「放射能でガンが増えるわけではありません。
なぜなら、ガンは“不幸な人”がなる病気です。
今回の地震や原発事故を、これまでの生き方・考え方を見直すチャンスとしてとらえましょう」
内視鏡医学の世界的な第一人者であり、いまも日本とニューヨークを行き来しながら現役医師として活躍されている新谷弘実氏。著書『病気にならない生き方』がミリオンセラーを記録して以来、知名度が一気にアップし、氏の提唱する食事健康法に関心を持つ人がずいぶんと増えてきました。その氏は、震災後の日本の現状をどうとらえているのか? 『解毒力を高める食べ方』(マガジンハウス)の刊行に合わせ、インタビューしました。
★「食べ物のことよりも、心や意識が大事です」
――先生、3.11以降準備を進めてきた『解毒力を高める食べ方』がようやく刊行になりましたね。帯でもうたっているように、いま問題になっている放射線の内部被曝にどう対処すべきかということをテーマにしているわけですが……。
新谷 まあ、あまり恐れる必要はないと思いますね。
――エエッ、本にいろいろ書かれたじゃないですか。何を食べればいいかとか、どうデトックスすればいいかとか。
新谷 もちろん、それらはとても大事なことです。今度の本をしっかり読まれて、勉強されたほうがいいでしょう。でも、みなさんは少々オーバーに考えている。被曝の害はそれほどない可能性もあります。
――害はない? その根拠はあるんですか?
新谷 もちろん、事故を過小評価しているわけではありません。震災の被害も含めて多くの人が生活をめちゃくちゃにされてしまった、その責任が国や東京電力にあることは言うまでもありません。
――彼らをフォローしているわけではないと。でも、もう少し説明していただかないと……。
新谷 そうですね、まず私が言いたいことは、あまりくよくよ思わないようにするということ。それが一番大事なんです。確かに私は、食べ物のことを本でたくさん書いています。それは内視鏡のドクターとして40年以上にわたって臨床を続けてきた経験から、確信を持って伝えていることですが、それ以上に大事なのが心や意識の領域なのです。
――何を食べるかよりも、その人が何を感じ、何を思って生きているかのほうが大事だということですね。
新谷 そうです。
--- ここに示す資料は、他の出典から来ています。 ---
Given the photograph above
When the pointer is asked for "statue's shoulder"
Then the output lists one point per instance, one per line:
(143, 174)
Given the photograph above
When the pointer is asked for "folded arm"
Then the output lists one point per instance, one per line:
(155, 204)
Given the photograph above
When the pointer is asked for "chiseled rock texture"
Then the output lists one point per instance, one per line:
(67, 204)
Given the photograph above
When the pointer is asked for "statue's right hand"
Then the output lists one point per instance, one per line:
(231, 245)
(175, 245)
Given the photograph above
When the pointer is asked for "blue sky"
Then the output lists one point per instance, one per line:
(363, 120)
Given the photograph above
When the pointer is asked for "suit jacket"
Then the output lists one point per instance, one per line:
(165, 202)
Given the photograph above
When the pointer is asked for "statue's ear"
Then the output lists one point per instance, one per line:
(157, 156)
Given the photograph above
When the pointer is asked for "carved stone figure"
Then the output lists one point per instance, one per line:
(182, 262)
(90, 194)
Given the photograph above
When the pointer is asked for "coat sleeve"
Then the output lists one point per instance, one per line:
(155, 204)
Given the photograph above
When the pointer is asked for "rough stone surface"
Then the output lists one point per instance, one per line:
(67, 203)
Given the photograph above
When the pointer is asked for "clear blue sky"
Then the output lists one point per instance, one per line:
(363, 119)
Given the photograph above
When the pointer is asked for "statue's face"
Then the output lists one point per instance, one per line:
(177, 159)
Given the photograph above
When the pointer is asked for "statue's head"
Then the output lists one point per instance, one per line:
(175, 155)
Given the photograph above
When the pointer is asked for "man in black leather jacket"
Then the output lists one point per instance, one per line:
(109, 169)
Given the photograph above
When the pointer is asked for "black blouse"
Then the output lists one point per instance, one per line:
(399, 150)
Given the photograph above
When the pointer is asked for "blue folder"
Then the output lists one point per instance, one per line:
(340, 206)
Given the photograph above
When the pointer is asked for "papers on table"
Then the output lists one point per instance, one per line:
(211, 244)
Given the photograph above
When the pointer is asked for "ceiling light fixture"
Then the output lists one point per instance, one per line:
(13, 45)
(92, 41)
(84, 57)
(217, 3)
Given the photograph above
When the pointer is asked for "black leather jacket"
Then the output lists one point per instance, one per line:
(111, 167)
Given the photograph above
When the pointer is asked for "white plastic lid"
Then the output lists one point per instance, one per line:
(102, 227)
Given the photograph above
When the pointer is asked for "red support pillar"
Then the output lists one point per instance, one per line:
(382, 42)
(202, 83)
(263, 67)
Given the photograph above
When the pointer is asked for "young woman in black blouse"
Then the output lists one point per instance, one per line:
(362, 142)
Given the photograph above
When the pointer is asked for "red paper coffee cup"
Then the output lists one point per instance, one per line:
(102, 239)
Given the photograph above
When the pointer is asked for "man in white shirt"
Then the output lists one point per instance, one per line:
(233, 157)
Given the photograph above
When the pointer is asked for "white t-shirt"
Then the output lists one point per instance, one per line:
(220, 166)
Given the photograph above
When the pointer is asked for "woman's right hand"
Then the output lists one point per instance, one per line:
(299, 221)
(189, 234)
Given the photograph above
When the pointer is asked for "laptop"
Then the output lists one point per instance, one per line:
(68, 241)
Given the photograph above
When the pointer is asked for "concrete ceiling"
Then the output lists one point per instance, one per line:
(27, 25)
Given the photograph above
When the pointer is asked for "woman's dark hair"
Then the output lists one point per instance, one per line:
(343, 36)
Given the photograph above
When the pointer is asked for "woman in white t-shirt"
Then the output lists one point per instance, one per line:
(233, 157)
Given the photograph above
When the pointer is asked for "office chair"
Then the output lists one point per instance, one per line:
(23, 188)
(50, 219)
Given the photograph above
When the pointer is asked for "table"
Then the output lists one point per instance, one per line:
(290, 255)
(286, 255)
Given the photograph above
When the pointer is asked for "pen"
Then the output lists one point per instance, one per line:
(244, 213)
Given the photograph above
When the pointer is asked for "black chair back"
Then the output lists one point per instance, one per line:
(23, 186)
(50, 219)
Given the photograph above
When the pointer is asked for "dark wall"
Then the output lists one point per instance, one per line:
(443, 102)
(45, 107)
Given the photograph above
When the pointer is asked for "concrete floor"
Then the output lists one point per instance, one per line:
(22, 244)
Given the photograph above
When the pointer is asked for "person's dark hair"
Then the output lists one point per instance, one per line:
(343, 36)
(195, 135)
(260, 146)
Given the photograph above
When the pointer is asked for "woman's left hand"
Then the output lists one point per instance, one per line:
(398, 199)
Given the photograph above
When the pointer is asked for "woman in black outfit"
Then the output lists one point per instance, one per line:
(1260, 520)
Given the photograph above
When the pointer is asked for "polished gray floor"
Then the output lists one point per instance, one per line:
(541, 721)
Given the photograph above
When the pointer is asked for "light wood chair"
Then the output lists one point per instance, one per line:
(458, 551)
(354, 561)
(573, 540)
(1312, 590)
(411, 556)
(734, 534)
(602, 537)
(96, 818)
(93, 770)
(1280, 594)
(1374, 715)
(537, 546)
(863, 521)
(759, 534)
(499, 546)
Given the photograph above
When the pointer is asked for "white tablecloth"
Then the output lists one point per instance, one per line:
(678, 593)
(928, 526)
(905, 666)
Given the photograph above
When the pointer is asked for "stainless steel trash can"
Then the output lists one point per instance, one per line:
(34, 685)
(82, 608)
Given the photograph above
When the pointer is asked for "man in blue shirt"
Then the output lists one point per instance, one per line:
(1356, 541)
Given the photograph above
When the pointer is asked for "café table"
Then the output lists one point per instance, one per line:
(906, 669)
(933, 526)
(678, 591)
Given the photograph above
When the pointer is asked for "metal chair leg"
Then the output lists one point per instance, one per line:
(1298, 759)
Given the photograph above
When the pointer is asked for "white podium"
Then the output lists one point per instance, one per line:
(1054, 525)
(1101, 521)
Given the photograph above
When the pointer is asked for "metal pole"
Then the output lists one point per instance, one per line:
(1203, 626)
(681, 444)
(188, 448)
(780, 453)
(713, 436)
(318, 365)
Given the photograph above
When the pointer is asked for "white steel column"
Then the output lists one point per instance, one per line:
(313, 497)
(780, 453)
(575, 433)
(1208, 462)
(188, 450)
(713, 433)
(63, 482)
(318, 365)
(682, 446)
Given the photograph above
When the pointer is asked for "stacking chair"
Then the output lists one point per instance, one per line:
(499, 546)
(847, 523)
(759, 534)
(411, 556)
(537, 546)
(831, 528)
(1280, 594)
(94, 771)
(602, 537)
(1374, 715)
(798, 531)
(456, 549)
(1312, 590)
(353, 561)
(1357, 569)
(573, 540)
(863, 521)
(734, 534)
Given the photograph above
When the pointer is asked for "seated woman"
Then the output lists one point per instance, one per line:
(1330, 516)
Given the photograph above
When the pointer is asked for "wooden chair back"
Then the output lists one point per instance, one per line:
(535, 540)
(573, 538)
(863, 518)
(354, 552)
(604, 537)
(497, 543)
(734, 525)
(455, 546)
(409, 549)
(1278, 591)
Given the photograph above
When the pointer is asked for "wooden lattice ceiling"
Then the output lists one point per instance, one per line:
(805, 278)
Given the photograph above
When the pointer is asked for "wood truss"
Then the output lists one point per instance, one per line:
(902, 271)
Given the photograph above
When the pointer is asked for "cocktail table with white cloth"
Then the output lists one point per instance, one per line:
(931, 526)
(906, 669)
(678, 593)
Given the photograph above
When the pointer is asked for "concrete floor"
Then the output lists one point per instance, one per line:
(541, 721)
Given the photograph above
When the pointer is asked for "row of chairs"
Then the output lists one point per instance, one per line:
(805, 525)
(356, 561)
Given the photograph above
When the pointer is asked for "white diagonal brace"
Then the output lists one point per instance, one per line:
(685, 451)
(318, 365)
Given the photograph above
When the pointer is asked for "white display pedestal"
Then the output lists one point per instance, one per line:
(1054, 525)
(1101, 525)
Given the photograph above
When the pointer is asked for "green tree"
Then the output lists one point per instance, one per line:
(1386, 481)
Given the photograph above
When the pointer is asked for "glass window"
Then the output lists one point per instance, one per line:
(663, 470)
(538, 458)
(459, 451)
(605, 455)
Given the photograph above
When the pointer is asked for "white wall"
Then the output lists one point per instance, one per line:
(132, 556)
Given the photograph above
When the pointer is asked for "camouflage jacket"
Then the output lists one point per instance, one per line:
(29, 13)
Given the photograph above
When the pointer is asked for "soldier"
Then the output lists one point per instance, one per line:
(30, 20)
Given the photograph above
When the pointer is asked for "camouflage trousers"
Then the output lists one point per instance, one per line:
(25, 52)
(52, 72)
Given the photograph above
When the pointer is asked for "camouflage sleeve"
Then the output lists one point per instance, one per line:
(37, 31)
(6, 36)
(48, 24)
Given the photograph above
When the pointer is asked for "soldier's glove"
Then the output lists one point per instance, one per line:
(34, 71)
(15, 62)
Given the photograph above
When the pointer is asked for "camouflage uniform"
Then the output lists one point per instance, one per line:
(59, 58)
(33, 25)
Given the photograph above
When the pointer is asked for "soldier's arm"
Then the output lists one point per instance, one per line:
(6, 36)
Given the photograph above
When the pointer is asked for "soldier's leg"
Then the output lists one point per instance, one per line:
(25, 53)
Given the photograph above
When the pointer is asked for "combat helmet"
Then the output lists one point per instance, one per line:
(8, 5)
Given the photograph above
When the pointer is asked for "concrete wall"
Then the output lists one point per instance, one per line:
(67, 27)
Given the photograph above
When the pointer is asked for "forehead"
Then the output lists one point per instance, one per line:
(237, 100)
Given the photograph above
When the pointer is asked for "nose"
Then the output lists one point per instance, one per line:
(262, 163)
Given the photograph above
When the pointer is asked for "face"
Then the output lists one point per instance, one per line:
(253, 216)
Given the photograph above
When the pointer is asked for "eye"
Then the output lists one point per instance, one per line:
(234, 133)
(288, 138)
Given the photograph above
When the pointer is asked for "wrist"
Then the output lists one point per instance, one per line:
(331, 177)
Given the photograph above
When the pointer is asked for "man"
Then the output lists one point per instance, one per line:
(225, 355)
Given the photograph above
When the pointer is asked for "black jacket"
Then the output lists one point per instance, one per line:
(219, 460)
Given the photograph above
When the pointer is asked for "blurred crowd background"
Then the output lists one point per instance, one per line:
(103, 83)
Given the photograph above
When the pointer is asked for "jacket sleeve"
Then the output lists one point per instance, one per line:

繰り返しますが、食事はとても大事です。それは、今回の本を読んでしっかり勉強してください。放射性物質のデトックスに関しては、皆さんがご存じでない情報もたくさん得られるはずです。しかし、良い食事をしてさえいれば健康になれる、被曝のダメージが防げるというわけでもありません。
――先生は、何を食べるべきかということを「腸との相性」から判断するべきだおっしゃってきましたね。内視鏡によって観察できる腸の健康状態のことを、手相や人相になぞらえて「腸相」と呼んで……。
新谷 (さえぎるように)そのへんはもう十分に語ってきたことですから、いまさら繰り返すことはないでしょう。
――いや、このインタビューで先生を初めて知る人もいるわけですから……。
新谷 私のすすめる食事健康法は、とてもシンプルなものです。日本の栄養学の本にあるように面倒なカロリー計算を強いたり、栄養バランスがどうだとかうるさくいったりすることはありません。
――先生の食事法はきびしいとか、難しいとかいう人もいますが……。
新谷 それは頭で考えて食べているからですよ。食事をするのは体ですから。もっと言えば消化管、腸が食べているのです。だから、腸に聞けばすべてがわかる。私に聞かなくても、自分自身のおなかに聞いてみればいいんです。
――感覚が大事だということですね。そして、その感覚の基準になるのが腸の反応であると。
新谷 頭で考えているから食事が面倒で、つらいものになるんです。私の本に書いてあることを学ぶことは結構ですが、自分自身で判断しなければなりません。それは頭で考えることではなく、感じることなんです。
――ポイントはそこですね。考えるのではなく、感じると。
新谷 そうです。それで、最終的には自分のしたいことをすればいいんです。
★「食事を気をつけるだけではガンになる?」
――自分のしたいことをする、でも、それが難しいと感じるのかもしれません。本や人の話に答えを求めるというか、書かれたことを真面目に守るほうが健康になれると思っている人も多いでしょうから。
新谷 そうした人は、いくら食事に気をつけていたとしても、残念ですがやがてガンになってしまうかもしれません。放射能がどうという問題ではありません。
――新谷食事健康法を実践していてもガンになると。ある意味、ショッキングな発言ですねえ(笑)。
新谷 ガンは生き方の病気ですから、発ガン物質などよりも、最後はその人の生き方が関係してくるんです。
――そう言えば、先生はおっしゃっていましたね、「ガンは不幸な人がなる病気である」と。ずいぶん語弊がある言い方ですが(笑)。
新谷 それは真実です。だって、ニコニコ楽しそうに生きていてガンにかかったという人にお目にかかったことはないですから。あまり難しいことを考える必要はありません。
――ただ、不幸かどうかというのは、なかなか客観的に判断できないですよね? たとえば、健康診断の数値のようにはわからないでしょう。
新谷 だから、ガンの本質がわからないという人が多いんです。医者にしても、数字だけ見て判断しようとするから、どういう人がガンにかかるのか、どうすればガンにならないで済むかが、感覚的にとらえられないのかもしれません。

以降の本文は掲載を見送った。